Ernesto Sabato y Hayao Miyazaki

    Ernesto Sabato nació en la ciudad de Rojas, Argentina, en 1911, hijo de inmigrantes italianos. Tras doctorarse en ciencias físicas y matemáticas, trabajó como investigador, primero en el Laboratorio Curie de París y, más tarde, en el MIT de Massachusetts. Pero pronto abandonó este mundo, que no le daba las respuestas que buscaba, y se volcó en el arte, en concreto en la pintura y en la literatura.

En el Laboratorio Curie, en una de las más altas metas a las que podía aspirar un físico, me encontré vacío de sentido. Golpeado por el descreimiento, seguí avanzando por una fuerte inercia que mi alma rechazaba. (…) Yo estaba fatalmente desgarrado entre lo que había significado para mí esa vocación, a la que había sacrificado años, y la incierta pero invencible presencia de un nuevo llamado.

Durante sus casi cien años de vida, Sabato publicó una veintena de libros y ensayos (Antes del fin, Hombres y engranajes, La Resistencia, etc.) en los que abordó, entre otros, temas filosóficos, políticos y artísticos. Publicó también tres novelas (El Túnel, Sobre héroes y tumbas y Abaddón el exterminador), que le valieron el Premio Cervantes en 1984.

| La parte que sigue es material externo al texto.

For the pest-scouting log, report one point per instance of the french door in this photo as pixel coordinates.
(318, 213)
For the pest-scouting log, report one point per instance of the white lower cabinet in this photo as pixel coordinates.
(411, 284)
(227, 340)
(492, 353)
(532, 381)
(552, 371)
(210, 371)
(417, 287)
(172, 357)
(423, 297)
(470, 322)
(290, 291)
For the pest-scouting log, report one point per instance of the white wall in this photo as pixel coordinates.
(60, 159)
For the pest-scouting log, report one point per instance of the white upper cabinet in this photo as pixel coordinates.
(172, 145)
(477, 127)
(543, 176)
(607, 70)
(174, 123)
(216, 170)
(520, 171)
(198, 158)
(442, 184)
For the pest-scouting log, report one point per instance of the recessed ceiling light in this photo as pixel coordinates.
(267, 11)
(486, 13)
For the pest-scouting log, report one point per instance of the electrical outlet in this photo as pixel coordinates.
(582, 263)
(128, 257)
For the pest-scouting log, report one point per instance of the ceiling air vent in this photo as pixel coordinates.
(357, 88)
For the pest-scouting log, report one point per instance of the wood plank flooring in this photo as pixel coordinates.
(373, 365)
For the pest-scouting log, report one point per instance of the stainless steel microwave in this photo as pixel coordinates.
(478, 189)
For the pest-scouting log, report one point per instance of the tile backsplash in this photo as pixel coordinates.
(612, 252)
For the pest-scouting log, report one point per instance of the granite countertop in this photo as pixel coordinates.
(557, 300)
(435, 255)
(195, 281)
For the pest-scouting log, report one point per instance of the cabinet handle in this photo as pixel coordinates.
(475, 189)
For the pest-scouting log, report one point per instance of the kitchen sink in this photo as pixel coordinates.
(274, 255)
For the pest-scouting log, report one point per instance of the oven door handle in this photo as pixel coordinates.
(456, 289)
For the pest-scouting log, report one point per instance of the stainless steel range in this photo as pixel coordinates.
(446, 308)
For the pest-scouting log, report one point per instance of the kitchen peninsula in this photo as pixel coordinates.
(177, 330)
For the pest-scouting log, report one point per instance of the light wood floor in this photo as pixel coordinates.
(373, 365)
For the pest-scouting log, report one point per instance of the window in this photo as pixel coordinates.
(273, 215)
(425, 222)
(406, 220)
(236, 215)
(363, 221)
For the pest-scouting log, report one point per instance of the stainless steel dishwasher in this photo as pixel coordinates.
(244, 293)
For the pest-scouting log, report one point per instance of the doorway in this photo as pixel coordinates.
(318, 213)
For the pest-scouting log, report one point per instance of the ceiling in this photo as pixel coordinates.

Hayao Miyazaki nació en 1941 en Tokio, capital de un Japón inmerso de lleno en la Segunda Guerra Mundial. De su infancia, el director recordaría siempre los bombardeos. Su padre, Katsuji Miyazaki, era el presidente de Miyazaki Airplane, una empresa que fabricaba los timones del caza Zero, buque insignia del Servicio Aéreo de la Armada Imperial Japonesa (al que Miyazaki rindió homenaje más tarde en su película El viento se levanta). Desde joven, Hayao se preparó para seguir los pasos de su padre y para tal fin, en 1963, a la edad de veintidós años, se graduó en ciencias políticas y económicas. Pero, tal y como le ocurrió a Sabato, el arte entró en su vida y la cambió para siempre. Desempeñó distintos trabajos como animador y, ya en el año 1985, creó, junto con otros tres directores (entre ellos Isao Takahata, creador de Heidi, la niña de los Alpes, Marco La tumba de las luciérnagas), el estudio de animación Studio Ghibli, ampliamente considerado el mejor del mundo, con el que realizó, además de la famosa El viaje de Chihiro, películas como El castillo ambulante, Mi vecino Totoro y Kiki, la aprendiz de bruja, auténticas joyas de una belleza conmovedora.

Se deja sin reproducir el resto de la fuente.